2.6 Image and Video Quality
Video quality may be measured by the quality of experience of viewers, which can usually be reliably measured by subjective methods. There have been many studies to develop objective measures of video quality that correlate well with subjective evaluation results [Cho 14, Bov 13]. However, this is still an active research area. Since analog video is becoming obsolete, we start by defining some visual artifacts related to digital video that are the main cause of loss of quality of experience.
2.6.1 Visual Artifacts
Artifacts are visible distortions in images/videos. We can classify visual artifacts as spatial and temporal artifacts. Spatial artifacts, such as blur, noise, ringing, and blocking, are most disturbing in still images but may also be visible in video. In addition, in video, temporal freeze and skipped frames are important causes of visual disturbance and, hence, loss of quality of experience.

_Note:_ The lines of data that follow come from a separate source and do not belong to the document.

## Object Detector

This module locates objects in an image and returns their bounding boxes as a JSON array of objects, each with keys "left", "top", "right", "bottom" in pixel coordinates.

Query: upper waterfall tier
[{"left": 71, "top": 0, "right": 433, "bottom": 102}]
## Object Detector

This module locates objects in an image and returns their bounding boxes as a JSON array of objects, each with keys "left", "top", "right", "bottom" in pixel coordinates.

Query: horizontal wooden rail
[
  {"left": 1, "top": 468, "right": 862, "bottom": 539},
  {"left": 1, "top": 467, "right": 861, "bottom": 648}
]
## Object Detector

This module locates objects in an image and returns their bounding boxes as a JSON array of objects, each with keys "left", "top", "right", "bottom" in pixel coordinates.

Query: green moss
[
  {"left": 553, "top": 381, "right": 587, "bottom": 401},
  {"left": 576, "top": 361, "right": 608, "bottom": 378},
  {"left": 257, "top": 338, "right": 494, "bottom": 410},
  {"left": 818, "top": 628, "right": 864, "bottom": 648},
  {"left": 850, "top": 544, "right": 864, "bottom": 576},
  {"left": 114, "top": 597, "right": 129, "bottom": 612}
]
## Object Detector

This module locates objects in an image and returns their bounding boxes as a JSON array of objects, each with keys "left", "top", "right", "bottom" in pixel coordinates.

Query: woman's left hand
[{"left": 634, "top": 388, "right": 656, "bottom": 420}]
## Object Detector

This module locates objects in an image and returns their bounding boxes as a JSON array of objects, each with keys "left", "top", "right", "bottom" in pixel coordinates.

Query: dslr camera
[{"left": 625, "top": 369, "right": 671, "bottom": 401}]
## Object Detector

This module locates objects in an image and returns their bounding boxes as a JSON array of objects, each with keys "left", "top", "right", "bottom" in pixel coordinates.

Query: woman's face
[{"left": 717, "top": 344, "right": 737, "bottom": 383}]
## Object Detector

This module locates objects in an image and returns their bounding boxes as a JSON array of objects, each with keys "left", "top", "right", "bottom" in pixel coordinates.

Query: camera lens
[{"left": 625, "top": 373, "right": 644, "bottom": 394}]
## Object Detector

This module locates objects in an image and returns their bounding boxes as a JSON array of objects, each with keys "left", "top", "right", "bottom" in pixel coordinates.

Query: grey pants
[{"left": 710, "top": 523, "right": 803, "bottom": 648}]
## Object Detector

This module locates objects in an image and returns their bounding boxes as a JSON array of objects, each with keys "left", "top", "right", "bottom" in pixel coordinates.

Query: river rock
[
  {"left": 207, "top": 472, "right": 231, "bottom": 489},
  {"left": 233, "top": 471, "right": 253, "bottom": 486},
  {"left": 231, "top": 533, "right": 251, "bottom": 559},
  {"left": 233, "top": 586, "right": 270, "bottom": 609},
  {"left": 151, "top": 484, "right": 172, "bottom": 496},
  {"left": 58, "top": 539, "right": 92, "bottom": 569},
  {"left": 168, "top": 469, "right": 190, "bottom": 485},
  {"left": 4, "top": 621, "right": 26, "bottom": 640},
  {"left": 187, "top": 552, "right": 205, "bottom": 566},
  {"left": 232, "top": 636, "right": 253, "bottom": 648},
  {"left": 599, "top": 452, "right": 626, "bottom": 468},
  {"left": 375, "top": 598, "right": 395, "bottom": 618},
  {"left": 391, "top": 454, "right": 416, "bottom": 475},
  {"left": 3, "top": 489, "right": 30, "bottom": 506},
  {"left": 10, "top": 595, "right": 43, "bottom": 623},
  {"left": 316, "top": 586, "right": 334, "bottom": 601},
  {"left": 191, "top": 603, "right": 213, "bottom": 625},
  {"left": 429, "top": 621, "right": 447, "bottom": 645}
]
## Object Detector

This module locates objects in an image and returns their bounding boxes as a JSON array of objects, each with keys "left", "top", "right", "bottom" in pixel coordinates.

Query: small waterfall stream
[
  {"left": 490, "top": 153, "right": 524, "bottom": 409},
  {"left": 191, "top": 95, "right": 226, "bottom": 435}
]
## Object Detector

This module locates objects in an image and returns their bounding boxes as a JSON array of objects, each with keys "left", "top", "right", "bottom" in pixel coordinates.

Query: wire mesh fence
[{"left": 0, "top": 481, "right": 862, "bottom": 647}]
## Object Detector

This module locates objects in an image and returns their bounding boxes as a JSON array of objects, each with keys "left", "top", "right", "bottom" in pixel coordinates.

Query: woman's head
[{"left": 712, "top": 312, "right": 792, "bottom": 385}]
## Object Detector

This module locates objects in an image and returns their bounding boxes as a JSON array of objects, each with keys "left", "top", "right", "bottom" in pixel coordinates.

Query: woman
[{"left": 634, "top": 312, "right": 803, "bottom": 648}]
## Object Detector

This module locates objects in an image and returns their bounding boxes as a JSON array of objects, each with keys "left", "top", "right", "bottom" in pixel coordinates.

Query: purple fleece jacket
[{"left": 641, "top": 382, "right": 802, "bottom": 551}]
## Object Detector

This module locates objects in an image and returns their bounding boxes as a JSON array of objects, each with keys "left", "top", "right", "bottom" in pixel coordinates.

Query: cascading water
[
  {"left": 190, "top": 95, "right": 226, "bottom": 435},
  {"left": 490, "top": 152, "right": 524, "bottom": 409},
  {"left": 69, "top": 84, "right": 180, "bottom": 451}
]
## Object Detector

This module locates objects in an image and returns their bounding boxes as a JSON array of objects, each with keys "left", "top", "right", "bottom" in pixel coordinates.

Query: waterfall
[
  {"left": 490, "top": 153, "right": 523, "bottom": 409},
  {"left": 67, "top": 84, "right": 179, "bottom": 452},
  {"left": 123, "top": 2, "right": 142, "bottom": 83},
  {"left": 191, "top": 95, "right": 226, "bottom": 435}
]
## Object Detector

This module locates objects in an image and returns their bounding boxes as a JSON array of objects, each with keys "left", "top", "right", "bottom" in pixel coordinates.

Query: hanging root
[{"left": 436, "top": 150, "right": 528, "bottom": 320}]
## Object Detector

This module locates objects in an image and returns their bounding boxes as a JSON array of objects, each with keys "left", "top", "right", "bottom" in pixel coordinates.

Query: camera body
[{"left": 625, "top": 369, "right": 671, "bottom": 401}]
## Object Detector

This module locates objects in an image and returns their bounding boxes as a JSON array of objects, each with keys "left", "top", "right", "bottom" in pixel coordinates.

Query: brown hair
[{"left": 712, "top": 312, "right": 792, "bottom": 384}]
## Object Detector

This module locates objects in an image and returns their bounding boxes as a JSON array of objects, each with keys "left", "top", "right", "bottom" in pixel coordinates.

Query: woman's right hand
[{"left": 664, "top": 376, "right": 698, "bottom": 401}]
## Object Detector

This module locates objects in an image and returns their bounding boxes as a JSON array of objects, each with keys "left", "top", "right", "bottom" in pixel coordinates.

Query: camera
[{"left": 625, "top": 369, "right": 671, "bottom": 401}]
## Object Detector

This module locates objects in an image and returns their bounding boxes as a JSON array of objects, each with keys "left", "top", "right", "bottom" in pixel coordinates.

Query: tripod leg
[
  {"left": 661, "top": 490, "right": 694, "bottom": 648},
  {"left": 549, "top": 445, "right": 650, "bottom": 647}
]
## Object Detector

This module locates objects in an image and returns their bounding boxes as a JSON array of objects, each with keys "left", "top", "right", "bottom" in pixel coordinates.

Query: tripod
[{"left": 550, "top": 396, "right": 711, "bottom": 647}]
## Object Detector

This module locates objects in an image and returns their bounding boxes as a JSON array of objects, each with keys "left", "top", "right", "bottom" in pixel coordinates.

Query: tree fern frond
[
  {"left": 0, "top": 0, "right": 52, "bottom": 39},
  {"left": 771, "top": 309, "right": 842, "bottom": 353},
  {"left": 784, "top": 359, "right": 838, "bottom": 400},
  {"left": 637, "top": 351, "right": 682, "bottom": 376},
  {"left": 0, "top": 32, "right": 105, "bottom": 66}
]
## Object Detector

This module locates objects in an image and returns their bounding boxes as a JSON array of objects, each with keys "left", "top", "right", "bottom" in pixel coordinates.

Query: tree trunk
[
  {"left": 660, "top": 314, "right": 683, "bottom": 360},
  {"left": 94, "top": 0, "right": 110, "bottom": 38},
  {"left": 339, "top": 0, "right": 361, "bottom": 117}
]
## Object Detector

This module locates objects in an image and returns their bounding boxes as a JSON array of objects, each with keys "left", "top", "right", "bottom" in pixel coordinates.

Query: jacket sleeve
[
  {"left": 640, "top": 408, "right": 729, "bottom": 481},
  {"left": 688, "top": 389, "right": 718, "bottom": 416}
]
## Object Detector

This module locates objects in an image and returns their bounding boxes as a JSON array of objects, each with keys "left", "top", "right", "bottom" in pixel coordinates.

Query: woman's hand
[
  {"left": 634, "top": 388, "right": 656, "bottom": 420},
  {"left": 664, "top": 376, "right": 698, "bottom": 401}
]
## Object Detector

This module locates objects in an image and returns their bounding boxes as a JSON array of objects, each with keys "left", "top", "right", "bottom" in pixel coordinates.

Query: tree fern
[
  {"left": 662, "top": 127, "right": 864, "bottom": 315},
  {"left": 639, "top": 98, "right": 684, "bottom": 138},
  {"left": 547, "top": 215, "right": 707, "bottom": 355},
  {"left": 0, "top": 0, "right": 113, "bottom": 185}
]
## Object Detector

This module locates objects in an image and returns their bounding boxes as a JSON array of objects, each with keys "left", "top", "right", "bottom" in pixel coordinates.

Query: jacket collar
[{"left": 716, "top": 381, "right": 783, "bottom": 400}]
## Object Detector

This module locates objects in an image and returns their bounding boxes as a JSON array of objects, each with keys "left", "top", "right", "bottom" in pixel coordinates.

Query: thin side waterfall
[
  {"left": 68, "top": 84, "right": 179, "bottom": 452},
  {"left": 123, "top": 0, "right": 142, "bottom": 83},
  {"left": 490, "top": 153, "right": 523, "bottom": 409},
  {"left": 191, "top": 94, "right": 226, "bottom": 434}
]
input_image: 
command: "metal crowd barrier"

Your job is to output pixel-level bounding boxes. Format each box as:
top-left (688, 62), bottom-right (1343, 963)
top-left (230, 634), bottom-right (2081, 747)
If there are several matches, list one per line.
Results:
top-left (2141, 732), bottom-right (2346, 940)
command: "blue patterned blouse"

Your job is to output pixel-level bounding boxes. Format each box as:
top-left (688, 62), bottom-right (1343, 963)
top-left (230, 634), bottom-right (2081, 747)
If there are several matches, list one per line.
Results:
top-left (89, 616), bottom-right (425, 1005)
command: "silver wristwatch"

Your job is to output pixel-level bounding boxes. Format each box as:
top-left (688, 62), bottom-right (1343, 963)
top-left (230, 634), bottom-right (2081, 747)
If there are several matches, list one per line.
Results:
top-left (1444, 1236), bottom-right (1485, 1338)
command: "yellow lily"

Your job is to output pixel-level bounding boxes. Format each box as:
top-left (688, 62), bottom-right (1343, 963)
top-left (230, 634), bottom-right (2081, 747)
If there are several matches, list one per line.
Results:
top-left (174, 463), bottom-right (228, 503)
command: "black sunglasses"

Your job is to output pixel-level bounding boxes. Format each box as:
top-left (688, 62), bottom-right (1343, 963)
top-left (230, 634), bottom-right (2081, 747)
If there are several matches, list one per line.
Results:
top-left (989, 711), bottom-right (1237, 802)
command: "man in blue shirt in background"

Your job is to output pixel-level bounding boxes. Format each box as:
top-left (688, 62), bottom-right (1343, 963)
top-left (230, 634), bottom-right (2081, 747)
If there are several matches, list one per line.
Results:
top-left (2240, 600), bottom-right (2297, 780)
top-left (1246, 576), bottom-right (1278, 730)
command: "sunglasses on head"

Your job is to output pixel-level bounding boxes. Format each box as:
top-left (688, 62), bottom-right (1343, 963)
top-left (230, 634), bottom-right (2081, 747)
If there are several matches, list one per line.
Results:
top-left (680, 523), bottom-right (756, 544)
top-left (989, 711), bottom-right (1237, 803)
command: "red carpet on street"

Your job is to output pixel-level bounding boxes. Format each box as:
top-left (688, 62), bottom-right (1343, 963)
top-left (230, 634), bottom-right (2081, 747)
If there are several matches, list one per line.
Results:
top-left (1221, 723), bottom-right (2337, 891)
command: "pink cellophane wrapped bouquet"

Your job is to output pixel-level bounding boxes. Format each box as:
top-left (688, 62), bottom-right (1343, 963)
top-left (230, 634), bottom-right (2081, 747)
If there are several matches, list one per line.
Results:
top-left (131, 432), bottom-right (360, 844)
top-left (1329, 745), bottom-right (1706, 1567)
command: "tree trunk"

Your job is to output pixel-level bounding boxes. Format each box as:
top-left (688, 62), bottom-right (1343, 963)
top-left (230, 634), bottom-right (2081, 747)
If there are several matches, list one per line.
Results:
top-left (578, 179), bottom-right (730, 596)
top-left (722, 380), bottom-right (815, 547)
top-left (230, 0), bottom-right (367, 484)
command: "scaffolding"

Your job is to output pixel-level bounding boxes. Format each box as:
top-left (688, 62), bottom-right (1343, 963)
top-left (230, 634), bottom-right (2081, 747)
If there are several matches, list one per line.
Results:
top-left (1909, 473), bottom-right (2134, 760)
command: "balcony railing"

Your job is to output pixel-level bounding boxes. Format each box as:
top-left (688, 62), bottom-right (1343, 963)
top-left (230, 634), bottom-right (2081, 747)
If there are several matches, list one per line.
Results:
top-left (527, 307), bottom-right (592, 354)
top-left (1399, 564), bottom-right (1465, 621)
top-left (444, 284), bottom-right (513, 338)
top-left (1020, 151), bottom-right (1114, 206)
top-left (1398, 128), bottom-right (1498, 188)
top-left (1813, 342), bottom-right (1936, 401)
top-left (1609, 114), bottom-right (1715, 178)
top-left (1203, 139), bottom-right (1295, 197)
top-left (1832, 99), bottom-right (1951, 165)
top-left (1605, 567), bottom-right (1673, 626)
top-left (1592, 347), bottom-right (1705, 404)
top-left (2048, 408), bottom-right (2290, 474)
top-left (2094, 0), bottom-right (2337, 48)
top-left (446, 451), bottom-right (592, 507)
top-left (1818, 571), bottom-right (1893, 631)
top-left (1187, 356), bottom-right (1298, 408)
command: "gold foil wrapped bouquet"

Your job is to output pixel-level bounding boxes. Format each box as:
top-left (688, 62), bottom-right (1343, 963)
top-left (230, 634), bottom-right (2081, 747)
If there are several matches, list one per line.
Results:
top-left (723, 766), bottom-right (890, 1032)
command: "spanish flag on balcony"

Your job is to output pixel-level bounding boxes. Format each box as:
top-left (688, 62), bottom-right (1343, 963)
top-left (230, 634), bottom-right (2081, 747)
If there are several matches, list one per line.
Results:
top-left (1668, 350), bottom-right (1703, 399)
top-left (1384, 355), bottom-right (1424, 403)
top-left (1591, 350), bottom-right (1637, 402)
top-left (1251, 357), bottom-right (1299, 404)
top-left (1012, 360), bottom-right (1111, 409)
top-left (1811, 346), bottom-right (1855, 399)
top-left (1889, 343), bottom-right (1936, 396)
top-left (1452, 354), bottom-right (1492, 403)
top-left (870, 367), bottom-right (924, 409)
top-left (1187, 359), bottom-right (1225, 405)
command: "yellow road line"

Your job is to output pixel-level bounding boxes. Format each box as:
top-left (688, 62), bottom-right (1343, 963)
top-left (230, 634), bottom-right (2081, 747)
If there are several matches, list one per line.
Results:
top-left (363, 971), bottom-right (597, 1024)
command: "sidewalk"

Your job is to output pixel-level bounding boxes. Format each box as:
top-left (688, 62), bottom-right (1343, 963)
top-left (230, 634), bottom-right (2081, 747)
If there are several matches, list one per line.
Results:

Blur refers to lack or loss of image sharpness (high spatial frequencies). The main causes of blur are insufficient spatial resolution, defocus, and/or motion between camera and the subject. According to the Nyquist sampling theorem, the highest horizontal and vertical spatial frequencies that can be represented is determined by the sampling rate (pixels/cm), which relates to image resolution. Consequently, low-resolution images cannot contain high spatial frequencies and appear blurred. Defocus blur is due to incorrect focus of the camera, which may be due to depth of field. Motion blur is caused by relative movement of the subject and camera while the shutter is open. It may be more noticeable in imaging darker scenes since the shutter has to remain open for longer time.
Image noise refers to low amplitude, high-frequency random fluctuations in the pixel values of recorded images. It is an undesirable by-product of image capture, which can be produced by film grain, photo-electric sensors, and digital camera circuitry, or image compression. It is measured by signal-to-noise ratio. Noise due to electronic fluctuations can be modeled by a white, Gaussian random field, while noise due to LCD sensor imperfections is usually modeled as impulsive (salt-and-pepper) noise. Noise at low-light (signal) levels can be modeled as speckle noise.
Image/video compression also generates noise, known as quantization noise and mosquito noise. Quantization or truncation of the DCT/wavelet transform coefficients results in quantization noise. Mosquito noise is temporal noise, i.e., flickering-like luminance/chrominance fluctuations as a consequence of differences in coding observed in smoothly textured regions or around high contrast edges in consecutive frames of video.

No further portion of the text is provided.